Wednesday, 7 January 2015

Sentimental Education

I’m almost certain nothing happens in Sentimental Education.  Okay, that’s not fair.  Things happen, the 1848 Revolution in Paris happens.  It’s more that the characters don’t do anything.  The main character, Frédéric Moreau, especially seems inclined to do nothing of note.  Strangely, this doesn’t make Sentiment Education a bad book.  It’s a wonderfully written hedonistic tale of a man who has more money than sense and a whole group of people who seem to make it their life’s work to do as little as possible. 

The main love story, if you can call it that, is mostly just a parody of romance.  On about page two of the book, Moreau encounters Mme Arnoux and falls wildly in love.  It’s the love at first sight kind of love that may be more accurately described as lust but the language that Gustave Flaubert uses is so ridiculously over blown that we’re in comfortable parody ground.  It continues much in this way throughout the rest of the book.  There’s one bit particularly that reminded me of my time studying the old Middle English courtly Romances; “he loved her with reservation, without hope, unconditionally… it was a longing for self-sacrifice, a yearning for self-destruction, and it was all the stronger because he could not gratify it.”  As I said, the whole book continues in this vein with Moreau leading on and then abandoning various women all the while pining for Mme Arnoux.  In the end, he discovers that his love is requited, but neither party has any intention of doing a thing about it.  Parody though it may be, it was dreadfully gloomy to read over my Christmas break.

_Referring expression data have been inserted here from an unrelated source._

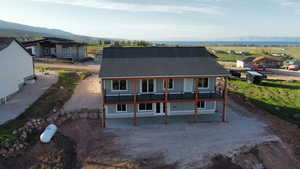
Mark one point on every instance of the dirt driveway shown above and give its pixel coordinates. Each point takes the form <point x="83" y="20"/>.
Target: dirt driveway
<point x="19" y="102"/>
<point x="191" y="143"/>
<point x="86" y="95"/>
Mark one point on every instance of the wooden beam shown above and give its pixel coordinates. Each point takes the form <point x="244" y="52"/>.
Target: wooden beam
<point x="102" y="104"/>
<point x="134" y="102"/>
<point x="225" y="118"/>
<point x="166" y="82"/>
<point x="196" y="98"/>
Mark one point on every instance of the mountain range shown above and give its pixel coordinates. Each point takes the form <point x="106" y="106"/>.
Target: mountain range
<point x="25" y="32"/>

I’m not really sure about the politics and the history of the book.  If I’m honest, my knowledge of French history stops after about 1793 and then restarts in a patchy sense around beginning of the 20th century- and most of that’s based in films and world wars.  There are barricades in the book, in the revolution going on in Paris when the book is set so I assumed it was the same one that Victor Hugo bangs on about in Les Misérables, but according to Wikipedia it’s not.  The French had confusing amount of revolutions.  The main characters in Sentimental Education show about the same level of understanding as I do about the thing, so that didn’t really help further my knowledge of it either.  Moreau shows at best a passing interest, a morbid fascination with the corpses in the street and I find this amazing; that anyone can be so indifferent to the politics that affects them.  All the politics in the book is filter through Mademoiselle Vatnaz, the only character interested in the events and, in what is a pretty interesting and revolution view for a novel published in 1869, votes for women.  I like Mademoiselle Vatnaz.

This is another book that I’ve found it difficult to write about.  It’s very much a book of its time.  I think it’s one of those stories that would have been hilarious in 1869, but with time and distance so much of the humour is lost on me because I’m not aware of the things that Flaubert is satirising.  I don’t know that much about 1840s Parisian society and so my experience and enjoyment of the book are limited; had I not been taught about courtly Romance and so known how to spot it, this would have affect my experience of the love story between Moreau and Mme Arnoux too.  It’s so frustrating when I find books like this; ones that I know are good and want to enjoy far more than I can because it’s simply impossible to know everything, so really there’s nothing that can be done about it.